I think that we should instead focus on nurturing the health of mothers and young children, thereby maximising the store of redundancy that we are endowed with rather than attempting to fix things at the end of life. So, I do not think that we will live forever and I think that we should be very wary of well-meaning attempts to fix something that may not be broken.

Which begs the question of what the author thinks modern medicine actually is, if it is not the manipulation of our cell biology so as to extend life. In what way does that description not cover near every form of drug or presently mainstream research aimed at treating fatal medical conditions?
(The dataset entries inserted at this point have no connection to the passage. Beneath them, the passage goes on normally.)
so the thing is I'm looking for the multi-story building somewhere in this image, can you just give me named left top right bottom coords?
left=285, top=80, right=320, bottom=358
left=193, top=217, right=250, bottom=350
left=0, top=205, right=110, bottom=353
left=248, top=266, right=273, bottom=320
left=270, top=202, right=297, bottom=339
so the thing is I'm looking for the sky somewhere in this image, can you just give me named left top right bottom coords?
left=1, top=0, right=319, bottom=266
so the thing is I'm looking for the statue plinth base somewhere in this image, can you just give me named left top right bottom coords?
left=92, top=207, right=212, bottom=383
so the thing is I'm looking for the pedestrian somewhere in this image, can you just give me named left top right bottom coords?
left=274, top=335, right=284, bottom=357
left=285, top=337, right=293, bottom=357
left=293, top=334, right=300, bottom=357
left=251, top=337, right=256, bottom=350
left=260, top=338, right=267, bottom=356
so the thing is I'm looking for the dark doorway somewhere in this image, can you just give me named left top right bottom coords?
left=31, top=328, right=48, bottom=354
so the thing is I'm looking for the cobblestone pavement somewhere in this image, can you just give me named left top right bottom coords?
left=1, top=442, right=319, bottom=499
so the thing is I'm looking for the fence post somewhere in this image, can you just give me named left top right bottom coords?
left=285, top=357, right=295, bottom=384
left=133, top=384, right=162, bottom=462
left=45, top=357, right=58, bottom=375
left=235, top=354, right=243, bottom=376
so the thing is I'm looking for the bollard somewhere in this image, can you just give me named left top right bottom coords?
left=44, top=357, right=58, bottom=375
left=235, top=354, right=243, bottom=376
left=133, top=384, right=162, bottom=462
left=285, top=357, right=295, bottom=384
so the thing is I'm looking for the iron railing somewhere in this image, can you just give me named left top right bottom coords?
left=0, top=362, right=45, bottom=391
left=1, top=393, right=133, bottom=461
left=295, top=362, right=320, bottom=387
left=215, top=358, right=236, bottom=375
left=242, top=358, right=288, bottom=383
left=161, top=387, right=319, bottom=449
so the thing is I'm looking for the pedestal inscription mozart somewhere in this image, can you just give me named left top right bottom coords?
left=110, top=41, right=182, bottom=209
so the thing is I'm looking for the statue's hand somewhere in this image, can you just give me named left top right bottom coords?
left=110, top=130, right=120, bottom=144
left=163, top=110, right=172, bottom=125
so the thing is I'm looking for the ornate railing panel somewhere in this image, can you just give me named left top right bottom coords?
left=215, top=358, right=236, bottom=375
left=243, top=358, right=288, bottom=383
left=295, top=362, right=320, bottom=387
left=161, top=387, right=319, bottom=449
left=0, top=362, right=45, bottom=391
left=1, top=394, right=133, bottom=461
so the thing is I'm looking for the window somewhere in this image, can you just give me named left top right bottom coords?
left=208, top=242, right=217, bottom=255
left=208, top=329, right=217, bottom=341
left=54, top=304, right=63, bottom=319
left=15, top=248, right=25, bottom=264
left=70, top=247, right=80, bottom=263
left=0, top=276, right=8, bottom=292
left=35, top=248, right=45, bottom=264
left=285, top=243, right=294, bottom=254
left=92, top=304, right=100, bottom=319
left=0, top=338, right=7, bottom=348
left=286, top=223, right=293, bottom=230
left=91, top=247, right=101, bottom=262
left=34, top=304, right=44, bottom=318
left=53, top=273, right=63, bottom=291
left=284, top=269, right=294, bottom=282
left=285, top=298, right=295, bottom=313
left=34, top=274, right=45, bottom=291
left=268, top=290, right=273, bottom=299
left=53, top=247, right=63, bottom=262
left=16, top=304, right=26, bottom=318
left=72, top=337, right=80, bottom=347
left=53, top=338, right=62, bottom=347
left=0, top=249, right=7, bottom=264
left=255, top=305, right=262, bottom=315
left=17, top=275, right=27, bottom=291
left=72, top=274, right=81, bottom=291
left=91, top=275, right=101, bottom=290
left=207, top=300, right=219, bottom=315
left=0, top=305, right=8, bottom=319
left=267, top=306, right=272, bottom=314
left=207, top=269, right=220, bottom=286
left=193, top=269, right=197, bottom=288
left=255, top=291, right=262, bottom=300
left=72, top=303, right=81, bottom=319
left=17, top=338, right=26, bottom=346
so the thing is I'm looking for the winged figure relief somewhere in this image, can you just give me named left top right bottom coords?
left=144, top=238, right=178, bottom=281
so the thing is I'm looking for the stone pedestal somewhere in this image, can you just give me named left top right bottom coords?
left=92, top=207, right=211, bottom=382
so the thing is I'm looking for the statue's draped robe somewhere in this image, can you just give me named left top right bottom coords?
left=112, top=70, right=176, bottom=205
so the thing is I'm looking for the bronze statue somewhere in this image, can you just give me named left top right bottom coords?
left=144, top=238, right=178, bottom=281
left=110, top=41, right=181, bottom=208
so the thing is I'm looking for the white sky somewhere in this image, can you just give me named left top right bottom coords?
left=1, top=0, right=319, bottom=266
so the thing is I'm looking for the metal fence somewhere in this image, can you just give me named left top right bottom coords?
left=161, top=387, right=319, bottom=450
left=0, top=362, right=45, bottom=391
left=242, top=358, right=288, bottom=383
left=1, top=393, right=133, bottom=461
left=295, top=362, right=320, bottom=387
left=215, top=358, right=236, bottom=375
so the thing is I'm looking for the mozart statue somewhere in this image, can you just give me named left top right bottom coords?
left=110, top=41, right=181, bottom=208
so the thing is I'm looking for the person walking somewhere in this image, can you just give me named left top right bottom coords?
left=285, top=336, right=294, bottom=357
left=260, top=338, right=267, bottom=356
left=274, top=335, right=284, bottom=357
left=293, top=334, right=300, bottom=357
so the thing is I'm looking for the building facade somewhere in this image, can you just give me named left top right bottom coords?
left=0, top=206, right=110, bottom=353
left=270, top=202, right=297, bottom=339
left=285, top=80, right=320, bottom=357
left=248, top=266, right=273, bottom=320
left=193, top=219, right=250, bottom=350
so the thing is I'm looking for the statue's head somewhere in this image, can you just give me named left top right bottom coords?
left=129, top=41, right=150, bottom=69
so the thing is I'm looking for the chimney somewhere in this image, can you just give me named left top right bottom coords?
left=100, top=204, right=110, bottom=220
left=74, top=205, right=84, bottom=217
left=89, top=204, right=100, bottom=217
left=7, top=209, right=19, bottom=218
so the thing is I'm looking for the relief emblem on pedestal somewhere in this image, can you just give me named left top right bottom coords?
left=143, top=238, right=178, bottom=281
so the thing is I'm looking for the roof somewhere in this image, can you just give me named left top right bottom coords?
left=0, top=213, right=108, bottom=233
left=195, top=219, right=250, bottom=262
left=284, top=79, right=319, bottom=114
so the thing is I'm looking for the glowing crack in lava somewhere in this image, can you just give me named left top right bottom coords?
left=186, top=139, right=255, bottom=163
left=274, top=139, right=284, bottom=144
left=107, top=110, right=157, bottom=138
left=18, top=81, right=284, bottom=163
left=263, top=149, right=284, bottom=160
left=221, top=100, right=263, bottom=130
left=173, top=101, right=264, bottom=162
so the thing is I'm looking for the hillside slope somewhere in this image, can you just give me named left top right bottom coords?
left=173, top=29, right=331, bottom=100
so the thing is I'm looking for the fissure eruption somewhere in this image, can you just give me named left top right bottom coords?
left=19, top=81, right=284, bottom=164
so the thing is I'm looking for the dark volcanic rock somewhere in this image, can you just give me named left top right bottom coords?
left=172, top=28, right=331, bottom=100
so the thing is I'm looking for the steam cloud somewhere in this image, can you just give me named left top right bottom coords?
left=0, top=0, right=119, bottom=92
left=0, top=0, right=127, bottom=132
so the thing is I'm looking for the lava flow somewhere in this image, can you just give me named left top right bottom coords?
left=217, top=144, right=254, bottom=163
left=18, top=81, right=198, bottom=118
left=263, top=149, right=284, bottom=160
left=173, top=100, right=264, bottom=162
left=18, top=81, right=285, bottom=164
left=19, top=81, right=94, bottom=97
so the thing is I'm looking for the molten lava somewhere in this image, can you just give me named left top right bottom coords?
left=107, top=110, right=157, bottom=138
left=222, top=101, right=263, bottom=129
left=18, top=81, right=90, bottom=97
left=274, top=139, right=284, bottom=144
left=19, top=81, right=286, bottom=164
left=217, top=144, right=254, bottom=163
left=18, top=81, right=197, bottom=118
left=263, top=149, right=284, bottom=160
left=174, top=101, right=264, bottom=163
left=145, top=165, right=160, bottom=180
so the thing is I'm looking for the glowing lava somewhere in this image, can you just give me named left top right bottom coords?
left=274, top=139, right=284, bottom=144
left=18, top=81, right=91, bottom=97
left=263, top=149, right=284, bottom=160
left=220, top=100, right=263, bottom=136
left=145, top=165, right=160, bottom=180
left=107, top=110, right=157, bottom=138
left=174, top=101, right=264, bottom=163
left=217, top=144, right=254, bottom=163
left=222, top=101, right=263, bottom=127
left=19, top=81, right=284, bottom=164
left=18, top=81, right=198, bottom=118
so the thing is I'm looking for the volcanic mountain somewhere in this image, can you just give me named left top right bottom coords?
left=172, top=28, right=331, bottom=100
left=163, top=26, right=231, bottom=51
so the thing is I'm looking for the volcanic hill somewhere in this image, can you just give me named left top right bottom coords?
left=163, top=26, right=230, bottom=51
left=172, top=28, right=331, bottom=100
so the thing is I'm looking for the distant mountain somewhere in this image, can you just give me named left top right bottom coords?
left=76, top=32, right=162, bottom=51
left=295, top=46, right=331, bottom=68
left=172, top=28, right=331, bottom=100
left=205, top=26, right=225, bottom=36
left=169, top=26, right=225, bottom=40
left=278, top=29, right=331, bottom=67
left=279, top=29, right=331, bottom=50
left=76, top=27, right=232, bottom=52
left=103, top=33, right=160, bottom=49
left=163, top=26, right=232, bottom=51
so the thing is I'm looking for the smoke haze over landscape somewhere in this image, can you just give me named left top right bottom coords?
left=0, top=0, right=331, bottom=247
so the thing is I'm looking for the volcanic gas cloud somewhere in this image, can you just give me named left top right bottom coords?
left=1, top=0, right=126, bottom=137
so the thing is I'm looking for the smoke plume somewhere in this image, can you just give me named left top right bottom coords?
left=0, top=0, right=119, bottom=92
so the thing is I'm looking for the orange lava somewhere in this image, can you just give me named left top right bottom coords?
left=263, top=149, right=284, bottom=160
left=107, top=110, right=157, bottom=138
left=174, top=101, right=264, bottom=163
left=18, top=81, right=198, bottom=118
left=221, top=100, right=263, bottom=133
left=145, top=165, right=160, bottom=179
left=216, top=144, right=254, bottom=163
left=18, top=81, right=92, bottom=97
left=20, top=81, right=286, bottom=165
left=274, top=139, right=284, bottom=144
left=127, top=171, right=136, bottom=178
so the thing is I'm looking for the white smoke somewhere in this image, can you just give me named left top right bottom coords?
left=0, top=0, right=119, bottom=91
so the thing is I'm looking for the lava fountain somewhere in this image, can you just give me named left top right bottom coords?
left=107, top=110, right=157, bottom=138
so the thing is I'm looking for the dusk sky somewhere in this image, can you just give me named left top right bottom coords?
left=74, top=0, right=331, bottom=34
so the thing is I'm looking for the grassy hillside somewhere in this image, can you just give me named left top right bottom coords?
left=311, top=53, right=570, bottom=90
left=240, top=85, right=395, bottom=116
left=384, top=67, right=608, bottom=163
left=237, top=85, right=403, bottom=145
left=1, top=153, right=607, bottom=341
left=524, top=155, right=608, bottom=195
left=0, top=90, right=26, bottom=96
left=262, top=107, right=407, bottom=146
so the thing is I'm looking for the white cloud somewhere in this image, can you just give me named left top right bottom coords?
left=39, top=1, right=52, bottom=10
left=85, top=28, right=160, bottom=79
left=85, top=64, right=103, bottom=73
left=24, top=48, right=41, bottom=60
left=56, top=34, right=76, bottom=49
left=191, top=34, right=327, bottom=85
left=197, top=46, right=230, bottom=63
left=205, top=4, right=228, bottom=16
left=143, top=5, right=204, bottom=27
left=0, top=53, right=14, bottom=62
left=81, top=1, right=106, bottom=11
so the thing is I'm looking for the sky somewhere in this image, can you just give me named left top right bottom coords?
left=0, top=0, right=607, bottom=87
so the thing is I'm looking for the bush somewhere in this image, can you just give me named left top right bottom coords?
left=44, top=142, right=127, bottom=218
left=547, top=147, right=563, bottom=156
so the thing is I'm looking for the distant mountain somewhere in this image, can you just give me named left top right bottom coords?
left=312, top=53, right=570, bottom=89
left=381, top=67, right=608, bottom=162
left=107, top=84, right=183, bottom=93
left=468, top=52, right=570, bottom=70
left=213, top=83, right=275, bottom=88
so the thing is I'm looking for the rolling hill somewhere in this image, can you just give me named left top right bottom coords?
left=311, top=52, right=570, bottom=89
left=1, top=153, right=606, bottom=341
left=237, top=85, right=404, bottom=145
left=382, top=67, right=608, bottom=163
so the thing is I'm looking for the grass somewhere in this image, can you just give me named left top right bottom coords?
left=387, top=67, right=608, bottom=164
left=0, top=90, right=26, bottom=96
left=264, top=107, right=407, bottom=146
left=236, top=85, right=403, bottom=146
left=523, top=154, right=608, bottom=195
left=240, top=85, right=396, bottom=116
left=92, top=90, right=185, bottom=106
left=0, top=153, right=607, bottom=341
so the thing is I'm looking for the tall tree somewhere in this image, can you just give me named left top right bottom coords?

Medicine is exactly the quest to remain alive and comfortable in the face of natural adversity, and is conducted by changing the human condition, the surrounding environment, and yes, the body itself. I am sometimes given to believe that there is something about aging and longevity that clouds the mind and stops people from thinking clearly, in that what they say could quite easily be turned into objections to all modern medicine - and yet they are enthusiastically in favor of modern medicine. Just not for old people.

It's somewhere between incredible, disturbing, and morally bankrupt. Worse is that you get used to seeing it over and again, the ease with which people advocate allowing widespread suffering and half a billion painful, horrible deaths every decade to continue unchanged, just because those who are dying now are old. Are we civilized? I wonder. Seems a mighty thin veneer some days.

As to the rest of it, well, I'm sure you've seen the like. The standard objections, some faulty science thrown around to raise bogus risks, and the somewhat insulting assumption that these and an exhaustive list of other possible challenges have not already been thought about, debated, published in many papers and position statements, and otherwise worked on over the past decades.